Why Data Validation is removed from xgboost Training Pipeline? #52

Closed clopezhrimac closed 1 year ago

clopezhrimac commented 1 year ago

I just notice that in last changes in master branch there is no data validation components, Why it was decided to remove the data validation components in training pipeline

felix-datatonic commented 1 year ago

Hi @clopezhrimac,

Based on using the solution for a variety of projects, we've noticed a learning curve for TensorFlow Data Validation (TFDV). While TFDV is a great fit for TensorFlow Extended (TFX), it can become a challenge for end-users of this project as we're aiming for a template which is easy to set up, adapt, and productionalise.

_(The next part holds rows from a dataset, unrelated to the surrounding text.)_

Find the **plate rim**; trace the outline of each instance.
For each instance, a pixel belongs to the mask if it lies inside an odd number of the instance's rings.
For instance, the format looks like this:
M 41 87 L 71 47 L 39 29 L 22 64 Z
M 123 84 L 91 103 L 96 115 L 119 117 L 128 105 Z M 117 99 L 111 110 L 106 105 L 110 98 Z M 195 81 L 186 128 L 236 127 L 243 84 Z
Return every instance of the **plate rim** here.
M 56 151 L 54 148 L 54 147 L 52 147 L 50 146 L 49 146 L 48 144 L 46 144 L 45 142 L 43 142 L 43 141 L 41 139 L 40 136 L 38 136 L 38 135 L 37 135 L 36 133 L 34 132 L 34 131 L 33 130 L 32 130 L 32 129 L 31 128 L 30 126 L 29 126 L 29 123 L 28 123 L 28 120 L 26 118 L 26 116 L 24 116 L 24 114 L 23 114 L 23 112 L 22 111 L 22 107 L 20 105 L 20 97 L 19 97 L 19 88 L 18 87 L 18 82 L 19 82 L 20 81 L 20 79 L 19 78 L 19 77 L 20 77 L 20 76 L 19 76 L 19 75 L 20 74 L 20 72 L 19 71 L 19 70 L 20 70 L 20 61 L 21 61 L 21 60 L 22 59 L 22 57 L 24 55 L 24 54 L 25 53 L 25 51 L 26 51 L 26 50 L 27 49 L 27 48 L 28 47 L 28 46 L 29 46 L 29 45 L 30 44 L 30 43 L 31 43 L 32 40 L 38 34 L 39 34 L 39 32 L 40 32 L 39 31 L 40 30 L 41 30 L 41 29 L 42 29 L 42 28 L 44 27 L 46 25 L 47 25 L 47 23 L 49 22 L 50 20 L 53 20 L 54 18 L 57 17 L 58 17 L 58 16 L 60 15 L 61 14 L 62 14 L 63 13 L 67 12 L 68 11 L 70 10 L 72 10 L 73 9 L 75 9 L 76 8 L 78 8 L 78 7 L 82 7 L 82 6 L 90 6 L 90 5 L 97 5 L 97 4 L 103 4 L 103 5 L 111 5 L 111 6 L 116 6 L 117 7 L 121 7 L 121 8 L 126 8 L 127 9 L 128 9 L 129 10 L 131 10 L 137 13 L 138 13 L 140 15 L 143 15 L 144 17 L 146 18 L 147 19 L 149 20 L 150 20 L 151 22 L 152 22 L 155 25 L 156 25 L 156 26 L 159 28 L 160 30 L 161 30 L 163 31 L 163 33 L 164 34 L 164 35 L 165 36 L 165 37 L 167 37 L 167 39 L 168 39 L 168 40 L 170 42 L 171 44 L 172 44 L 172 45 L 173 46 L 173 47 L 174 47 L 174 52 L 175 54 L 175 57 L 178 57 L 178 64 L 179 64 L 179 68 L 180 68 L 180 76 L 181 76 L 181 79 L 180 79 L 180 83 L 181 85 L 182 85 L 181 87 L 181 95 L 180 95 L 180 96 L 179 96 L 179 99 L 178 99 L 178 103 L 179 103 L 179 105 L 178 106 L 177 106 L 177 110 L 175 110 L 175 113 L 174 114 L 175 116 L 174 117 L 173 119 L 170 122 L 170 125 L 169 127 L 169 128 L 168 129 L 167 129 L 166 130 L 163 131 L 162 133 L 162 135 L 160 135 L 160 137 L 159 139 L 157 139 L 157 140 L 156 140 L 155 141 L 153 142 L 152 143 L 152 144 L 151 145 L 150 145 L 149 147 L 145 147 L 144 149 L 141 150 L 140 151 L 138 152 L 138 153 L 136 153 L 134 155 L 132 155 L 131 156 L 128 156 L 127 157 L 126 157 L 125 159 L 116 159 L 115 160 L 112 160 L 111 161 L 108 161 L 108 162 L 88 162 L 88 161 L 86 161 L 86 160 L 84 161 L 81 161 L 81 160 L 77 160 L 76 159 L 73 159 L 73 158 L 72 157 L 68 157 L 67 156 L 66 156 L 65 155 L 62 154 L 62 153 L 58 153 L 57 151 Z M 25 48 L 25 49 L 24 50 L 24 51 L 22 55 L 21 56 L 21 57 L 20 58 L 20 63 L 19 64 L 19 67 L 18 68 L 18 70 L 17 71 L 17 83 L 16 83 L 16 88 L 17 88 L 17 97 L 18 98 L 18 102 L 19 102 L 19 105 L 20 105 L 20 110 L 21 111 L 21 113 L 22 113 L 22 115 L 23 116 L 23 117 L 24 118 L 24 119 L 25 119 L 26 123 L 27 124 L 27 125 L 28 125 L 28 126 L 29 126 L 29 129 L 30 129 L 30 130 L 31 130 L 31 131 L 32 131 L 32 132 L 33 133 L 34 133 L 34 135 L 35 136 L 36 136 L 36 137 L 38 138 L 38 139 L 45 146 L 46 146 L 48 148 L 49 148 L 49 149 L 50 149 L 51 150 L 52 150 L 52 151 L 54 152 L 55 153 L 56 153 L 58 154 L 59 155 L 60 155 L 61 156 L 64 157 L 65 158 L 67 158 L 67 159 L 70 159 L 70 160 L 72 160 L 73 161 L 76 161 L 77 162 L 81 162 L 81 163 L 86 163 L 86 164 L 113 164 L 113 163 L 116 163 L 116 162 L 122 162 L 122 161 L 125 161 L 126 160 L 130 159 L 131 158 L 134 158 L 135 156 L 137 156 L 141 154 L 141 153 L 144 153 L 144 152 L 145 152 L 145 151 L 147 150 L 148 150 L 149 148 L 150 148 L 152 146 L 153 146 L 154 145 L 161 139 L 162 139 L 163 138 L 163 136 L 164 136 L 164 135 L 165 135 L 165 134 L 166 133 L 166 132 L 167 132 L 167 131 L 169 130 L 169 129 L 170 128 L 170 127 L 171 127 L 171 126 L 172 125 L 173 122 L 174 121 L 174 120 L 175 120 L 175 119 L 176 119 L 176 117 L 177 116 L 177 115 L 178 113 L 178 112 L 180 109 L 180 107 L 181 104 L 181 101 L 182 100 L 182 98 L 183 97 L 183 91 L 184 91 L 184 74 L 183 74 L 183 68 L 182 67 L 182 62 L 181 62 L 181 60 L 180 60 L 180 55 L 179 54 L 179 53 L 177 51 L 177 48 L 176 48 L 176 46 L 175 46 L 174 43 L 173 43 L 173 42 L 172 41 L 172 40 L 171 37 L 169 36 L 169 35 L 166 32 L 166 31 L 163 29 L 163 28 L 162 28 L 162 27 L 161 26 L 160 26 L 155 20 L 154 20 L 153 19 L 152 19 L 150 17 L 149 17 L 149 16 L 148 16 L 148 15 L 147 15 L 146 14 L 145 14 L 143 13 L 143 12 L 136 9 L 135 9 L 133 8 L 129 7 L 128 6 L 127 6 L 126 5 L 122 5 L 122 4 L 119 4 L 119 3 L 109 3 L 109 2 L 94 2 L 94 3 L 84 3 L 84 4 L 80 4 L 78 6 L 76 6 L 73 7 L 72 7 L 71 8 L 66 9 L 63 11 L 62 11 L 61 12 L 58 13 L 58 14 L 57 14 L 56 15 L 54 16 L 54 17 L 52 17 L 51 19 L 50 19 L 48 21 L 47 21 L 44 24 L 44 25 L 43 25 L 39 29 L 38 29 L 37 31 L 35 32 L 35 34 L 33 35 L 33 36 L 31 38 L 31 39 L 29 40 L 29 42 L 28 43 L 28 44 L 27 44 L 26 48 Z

TFDV in KubeFlow pipeline requires a fair amount of custom code, the installation of TensorFlow dependencies slows down pipeline runs, and to achieve a performant execution DataFlow is recommended adding another layer of complexity for users.

We're aiming to bridge the gap of data validation in the current version with the following features soon:

  1. adding another data validation tool with a flat learning curve (e.g. great expectations)
  2. allow users of the template to use TFDV components (and other components) optionally

Let us know if you have further ideas about adding data validation to the template!